Lea, in un viaggio che non ha nulla di spirituale, è alla ricerca disperata di una pace interiore che sembra non tornare mai più. Del resto, prima ancora che gli altri ci giudichino e che ci mettano alla gogna per le nostre scelte, ci siamo noi che siamo troppo severi con noi stessi. Noi che non riusciamo proprio a perdonarci certe scelte, anche se sappiamo essere quelle giuste.
Lea vive una guerra persa in partenza, con il rimorso di non aver permesso la vita ad un essere che sarebbe nato dal suo corpo, lo vive pur sapendo di non essere mai stata pronta per fare la madre.
Le persone quando parlano di maternità parlano anche di sensazioni. Come faccio la madre, chi me lo insegna?, chiede una. E' una cosa che viene naturale, che ti senti dentro, risponde l'altra.
E se una donna non se la sente, invece? Perché non viene accettato?

Le cose seccano, sbiadiscono, perdono l'odore, diventano rigide e si deformano; i pensieri, quando sono dolci, si fanno indelebili e sopravvivono alle stagioni, ai traslochi, alle perdite. Sono più preziosi delle pietre, e smarrirli è il più tremendo dei dolori.

Il titolo del libro, Quel fiume è la notte, descrive appieno l'India, la storia, lo stato emotivo della protagonista e, in fondo, quello di molte donne. Un fiume denso, scuro, della stessa consistenza della melma, che risucchia Lea tra le sue acque e, invece di purificarla come il Gange fa per i fedeli, le riempie i polmoni di un senso di colpa perenne condannandola ad una pace mai raggiungibile.


Vorrei chiederle dove sta la spiritualità, se mi ci può portare e poi dove posso trovare qualcuno capace di ascoltare il battito del mio cuore e togliere quel colpo che ogni tanto suona a vuoto, nell'aria, ed è aritmico e doloroso.

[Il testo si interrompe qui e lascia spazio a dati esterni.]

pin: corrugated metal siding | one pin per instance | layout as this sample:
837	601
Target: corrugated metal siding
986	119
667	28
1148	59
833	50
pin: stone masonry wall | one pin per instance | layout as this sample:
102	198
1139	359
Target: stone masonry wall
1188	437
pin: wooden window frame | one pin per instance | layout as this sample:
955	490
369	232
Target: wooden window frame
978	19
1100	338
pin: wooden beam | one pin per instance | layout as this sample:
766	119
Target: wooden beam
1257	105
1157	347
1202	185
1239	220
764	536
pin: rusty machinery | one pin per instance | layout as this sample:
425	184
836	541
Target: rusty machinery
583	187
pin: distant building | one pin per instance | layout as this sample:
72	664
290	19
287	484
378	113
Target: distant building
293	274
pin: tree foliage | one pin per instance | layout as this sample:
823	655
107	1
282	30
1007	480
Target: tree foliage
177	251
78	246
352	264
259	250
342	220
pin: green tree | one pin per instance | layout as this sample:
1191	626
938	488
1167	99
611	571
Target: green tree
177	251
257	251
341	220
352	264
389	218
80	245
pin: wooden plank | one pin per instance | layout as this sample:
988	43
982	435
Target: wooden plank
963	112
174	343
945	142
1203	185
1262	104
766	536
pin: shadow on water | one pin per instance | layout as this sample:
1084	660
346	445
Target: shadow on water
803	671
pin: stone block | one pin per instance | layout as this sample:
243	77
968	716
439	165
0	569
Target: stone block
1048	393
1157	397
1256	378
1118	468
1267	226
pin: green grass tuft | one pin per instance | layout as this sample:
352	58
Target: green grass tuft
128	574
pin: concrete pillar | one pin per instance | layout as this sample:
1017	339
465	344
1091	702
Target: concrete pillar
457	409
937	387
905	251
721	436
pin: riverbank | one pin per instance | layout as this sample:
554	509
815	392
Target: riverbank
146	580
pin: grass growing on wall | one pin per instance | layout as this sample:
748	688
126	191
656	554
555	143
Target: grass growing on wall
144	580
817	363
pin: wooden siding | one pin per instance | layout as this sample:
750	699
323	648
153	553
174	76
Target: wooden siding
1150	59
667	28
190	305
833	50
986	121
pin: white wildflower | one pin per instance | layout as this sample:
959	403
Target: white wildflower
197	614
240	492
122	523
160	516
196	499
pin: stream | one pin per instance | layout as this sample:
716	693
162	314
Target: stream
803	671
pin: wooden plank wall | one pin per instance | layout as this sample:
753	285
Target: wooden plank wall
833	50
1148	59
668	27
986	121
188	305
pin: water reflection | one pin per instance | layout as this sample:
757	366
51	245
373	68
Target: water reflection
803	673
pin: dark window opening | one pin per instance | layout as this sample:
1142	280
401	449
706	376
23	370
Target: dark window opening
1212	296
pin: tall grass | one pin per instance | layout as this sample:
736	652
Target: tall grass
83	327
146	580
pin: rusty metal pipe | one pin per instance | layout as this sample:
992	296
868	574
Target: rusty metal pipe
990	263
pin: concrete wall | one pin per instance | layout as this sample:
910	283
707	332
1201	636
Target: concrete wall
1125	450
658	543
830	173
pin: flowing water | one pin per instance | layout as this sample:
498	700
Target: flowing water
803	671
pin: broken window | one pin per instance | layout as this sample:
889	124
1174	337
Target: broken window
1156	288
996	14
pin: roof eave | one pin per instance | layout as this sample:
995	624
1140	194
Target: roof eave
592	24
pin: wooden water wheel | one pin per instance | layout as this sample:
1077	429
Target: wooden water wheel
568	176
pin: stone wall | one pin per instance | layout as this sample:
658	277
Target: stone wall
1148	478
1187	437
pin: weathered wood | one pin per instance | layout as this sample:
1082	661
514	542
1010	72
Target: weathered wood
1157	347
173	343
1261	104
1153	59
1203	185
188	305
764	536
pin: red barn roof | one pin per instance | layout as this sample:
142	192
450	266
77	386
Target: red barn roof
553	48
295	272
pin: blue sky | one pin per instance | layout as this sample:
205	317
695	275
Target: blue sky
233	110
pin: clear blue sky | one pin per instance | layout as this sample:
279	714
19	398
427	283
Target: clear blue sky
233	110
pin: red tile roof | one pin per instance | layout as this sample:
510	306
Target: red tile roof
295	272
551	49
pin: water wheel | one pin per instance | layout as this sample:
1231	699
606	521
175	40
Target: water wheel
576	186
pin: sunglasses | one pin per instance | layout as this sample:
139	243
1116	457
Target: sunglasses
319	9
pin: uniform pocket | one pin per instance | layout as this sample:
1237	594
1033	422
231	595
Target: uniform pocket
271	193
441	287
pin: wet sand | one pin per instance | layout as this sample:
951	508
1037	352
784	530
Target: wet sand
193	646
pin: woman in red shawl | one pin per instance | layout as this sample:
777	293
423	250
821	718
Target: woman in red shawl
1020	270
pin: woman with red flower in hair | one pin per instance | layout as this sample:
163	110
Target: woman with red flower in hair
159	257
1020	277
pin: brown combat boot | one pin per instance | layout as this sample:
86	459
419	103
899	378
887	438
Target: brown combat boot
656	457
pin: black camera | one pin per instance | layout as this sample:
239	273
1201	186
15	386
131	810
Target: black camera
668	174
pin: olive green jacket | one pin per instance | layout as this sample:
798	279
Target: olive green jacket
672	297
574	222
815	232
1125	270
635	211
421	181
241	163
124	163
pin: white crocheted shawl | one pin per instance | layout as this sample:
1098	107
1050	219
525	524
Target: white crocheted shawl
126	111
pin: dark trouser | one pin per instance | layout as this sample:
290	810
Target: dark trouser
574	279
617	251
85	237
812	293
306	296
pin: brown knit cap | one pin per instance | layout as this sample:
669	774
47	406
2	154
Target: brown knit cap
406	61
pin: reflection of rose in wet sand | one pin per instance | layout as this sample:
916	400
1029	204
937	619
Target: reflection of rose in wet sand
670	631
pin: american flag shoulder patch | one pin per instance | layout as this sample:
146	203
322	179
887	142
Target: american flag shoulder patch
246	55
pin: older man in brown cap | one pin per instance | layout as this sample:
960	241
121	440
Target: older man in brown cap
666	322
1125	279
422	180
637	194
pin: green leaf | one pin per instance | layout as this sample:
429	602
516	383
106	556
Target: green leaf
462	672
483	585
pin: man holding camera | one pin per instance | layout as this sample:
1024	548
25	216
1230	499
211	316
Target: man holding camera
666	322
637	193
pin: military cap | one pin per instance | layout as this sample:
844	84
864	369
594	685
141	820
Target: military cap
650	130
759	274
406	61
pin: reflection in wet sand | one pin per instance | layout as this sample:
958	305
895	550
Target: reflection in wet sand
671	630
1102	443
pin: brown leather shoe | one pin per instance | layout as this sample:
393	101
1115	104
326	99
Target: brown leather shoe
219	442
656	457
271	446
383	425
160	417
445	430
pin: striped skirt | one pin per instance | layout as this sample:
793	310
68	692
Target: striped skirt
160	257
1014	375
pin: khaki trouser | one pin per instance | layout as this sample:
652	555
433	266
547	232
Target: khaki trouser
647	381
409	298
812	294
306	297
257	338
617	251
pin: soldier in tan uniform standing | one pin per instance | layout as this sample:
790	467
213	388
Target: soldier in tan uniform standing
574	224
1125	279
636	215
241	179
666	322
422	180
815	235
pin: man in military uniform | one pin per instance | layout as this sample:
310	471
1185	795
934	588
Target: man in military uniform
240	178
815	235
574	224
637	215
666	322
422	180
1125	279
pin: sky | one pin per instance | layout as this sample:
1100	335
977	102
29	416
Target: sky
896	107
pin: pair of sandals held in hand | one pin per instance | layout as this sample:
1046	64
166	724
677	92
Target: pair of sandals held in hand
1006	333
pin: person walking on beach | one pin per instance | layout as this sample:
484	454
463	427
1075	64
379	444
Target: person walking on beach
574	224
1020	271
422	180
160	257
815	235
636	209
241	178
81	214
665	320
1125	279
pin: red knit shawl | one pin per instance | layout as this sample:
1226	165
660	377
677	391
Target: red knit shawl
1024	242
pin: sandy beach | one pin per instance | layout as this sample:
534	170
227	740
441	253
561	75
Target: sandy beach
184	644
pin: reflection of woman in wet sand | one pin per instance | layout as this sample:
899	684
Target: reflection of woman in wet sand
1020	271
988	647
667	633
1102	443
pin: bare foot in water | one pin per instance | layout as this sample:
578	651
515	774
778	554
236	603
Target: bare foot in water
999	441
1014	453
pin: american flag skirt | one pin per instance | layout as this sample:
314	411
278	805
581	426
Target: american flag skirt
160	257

Quel fiume è la notte è una storia profonda che ogni donna dovrebbe leggere per cercare di superare il tabù anche con se stessa, per prendere coraggio e riuscire a dire ad alta voce che non vuole diventare madre, se non se la sente. Un libro toccante, diretto, dove ogni parola sembra essere pesata per avere effetto sul lettore, dove la ricerca di Lea diventa anche di quest'ultimo, dove ci viene mostrata una India poco pubblicizzata ma nota a tutti. Il problema, però, è non voler vedere la realtà perché non convenzionale. Come l'aborto lecito sulla carta e senza giudizio, ma che ancora viene visto come un argomento tabù.

Chissà se l'anima, guardando il corpo che si consuma, prova dolore.